There are also ways to use one credit and assign portions (percentages) of it among those who are assisting the partner in managing and growing the client relationship. Note that we are not advocating splitting origination credits among partners who simply assist by doing work on a matter. Those efforts are adequately recognized in the working credits nearly all law firms already track.

But scorecards are not a necessity. At best, they serve as an aid or framework.  What is really important is how the cross-selling activity enhances and expands the number of individuals who build relationships within the client organization while showcasing the scope and scale of the firm’s capabilities to the benefit of the client.

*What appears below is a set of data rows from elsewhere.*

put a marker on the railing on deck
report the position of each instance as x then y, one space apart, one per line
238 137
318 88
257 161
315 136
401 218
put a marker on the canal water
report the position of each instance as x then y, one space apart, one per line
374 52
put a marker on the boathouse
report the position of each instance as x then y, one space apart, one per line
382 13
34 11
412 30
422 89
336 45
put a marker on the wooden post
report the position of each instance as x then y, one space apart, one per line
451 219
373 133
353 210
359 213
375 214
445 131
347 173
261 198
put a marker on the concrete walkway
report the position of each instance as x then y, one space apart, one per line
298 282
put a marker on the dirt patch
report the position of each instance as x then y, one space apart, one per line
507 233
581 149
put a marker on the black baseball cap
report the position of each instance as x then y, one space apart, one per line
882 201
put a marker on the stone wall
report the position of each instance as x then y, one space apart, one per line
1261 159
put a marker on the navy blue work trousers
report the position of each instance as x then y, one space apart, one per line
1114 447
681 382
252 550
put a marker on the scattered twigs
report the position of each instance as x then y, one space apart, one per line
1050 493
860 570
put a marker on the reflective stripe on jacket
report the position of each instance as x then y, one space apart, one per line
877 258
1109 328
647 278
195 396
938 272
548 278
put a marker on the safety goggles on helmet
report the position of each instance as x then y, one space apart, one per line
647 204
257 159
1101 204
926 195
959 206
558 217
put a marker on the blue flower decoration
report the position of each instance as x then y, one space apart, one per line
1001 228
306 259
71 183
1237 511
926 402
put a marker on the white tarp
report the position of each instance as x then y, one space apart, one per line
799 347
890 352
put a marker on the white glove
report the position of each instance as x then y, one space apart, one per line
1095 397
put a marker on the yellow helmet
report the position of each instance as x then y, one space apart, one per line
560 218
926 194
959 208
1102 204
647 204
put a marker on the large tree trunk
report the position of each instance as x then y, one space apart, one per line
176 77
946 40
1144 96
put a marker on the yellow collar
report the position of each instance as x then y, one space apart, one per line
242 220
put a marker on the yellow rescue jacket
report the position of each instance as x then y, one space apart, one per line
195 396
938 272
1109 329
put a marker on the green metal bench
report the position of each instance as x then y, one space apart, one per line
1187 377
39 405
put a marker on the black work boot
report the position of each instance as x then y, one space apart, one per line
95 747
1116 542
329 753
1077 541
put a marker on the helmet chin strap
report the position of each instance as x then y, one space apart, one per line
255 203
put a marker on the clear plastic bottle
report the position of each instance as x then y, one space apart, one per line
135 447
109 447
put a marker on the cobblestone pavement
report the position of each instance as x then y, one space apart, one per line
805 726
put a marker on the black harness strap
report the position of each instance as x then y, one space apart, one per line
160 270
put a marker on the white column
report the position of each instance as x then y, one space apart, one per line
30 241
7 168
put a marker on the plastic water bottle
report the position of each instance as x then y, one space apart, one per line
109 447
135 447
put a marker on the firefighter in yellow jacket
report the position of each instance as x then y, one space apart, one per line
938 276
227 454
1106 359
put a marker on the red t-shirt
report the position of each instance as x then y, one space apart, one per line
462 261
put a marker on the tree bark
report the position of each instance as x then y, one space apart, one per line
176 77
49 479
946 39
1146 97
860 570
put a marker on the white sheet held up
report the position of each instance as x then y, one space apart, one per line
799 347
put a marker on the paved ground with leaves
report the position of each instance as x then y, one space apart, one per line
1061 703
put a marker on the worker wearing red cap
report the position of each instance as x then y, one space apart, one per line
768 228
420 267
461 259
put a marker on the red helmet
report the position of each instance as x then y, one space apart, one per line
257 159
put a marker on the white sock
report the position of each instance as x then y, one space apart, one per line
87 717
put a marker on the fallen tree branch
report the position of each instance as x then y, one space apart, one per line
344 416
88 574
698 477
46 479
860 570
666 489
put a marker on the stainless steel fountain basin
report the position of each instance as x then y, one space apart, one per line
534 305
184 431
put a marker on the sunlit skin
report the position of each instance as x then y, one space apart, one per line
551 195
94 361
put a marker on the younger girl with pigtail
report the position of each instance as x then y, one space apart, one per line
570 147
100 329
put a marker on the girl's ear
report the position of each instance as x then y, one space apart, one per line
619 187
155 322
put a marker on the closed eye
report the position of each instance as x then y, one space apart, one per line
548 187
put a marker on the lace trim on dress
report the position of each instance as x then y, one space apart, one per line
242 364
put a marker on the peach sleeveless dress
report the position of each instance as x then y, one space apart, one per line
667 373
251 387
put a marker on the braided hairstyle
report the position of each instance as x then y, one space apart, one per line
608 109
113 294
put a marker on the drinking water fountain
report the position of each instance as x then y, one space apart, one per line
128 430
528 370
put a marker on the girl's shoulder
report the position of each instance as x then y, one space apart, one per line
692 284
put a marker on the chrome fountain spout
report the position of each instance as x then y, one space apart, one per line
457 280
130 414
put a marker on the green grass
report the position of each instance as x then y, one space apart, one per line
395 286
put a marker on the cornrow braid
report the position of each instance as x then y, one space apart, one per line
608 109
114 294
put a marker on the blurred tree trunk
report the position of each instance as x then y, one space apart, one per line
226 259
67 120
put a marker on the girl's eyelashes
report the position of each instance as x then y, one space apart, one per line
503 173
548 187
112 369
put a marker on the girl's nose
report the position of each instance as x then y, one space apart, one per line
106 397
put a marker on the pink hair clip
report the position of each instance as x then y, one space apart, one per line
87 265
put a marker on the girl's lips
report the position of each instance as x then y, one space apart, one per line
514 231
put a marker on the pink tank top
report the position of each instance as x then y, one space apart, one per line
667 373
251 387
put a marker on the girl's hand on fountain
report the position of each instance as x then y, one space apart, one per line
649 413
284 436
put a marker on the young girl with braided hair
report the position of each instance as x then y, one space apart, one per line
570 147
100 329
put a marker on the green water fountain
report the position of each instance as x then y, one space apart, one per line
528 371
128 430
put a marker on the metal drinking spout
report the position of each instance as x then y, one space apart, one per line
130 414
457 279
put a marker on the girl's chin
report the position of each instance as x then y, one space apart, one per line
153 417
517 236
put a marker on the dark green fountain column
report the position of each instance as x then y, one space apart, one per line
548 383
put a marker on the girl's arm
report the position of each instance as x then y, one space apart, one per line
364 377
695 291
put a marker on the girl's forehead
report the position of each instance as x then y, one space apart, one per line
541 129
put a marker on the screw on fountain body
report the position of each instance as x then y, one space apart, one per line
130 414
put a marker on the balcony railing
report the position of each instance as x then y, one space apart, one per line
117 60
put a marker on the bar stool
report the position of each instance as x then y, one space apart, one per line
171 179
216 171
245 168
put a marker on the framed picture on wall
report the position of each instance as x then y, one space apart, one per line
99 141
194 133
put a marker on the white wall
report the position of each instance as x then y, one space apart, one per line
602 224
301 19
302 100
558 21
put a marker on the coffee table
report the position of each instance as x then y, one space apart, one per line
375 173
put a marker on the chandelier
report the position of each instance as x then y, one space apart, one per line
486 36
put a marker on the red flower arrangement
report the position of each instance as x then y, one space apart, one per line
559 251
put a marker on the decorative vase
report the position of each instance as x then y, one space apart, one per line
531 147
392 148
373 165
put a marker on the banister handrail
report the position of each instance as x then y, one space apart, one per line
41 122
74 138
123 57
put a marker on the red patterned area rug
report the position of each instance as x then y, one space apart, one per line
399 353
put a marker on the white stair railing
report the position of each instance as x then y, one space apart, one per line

We have used the words “efforts and results” and need to take a moment to reinforce the importance of recognizing efforts—even failed efforts. First, the competitive landscape has increased the length of sales cycle and clients have become more wary of being “sold” even within existing relationships. It takes time to introduce and build trust between new team members and the client organization. Therefore, efforts to expand a relationship through cross-selling are taking more time, possibly more than a compensation cycle. Second, if your firm’s strategy is worth anything it requires partners to stretch and take some risks. Cross-selling activities are very likely to be a part of that ‘stretch.’ Such activities are excellent growth and learning opportunities.  It is important that the compensation decisions recognize this. Clearly results carry more weight than efforts, but failing to recognize smart cross-selling efforts will take a toll on long term investment to the detriment of what the firm is hoping to achieve.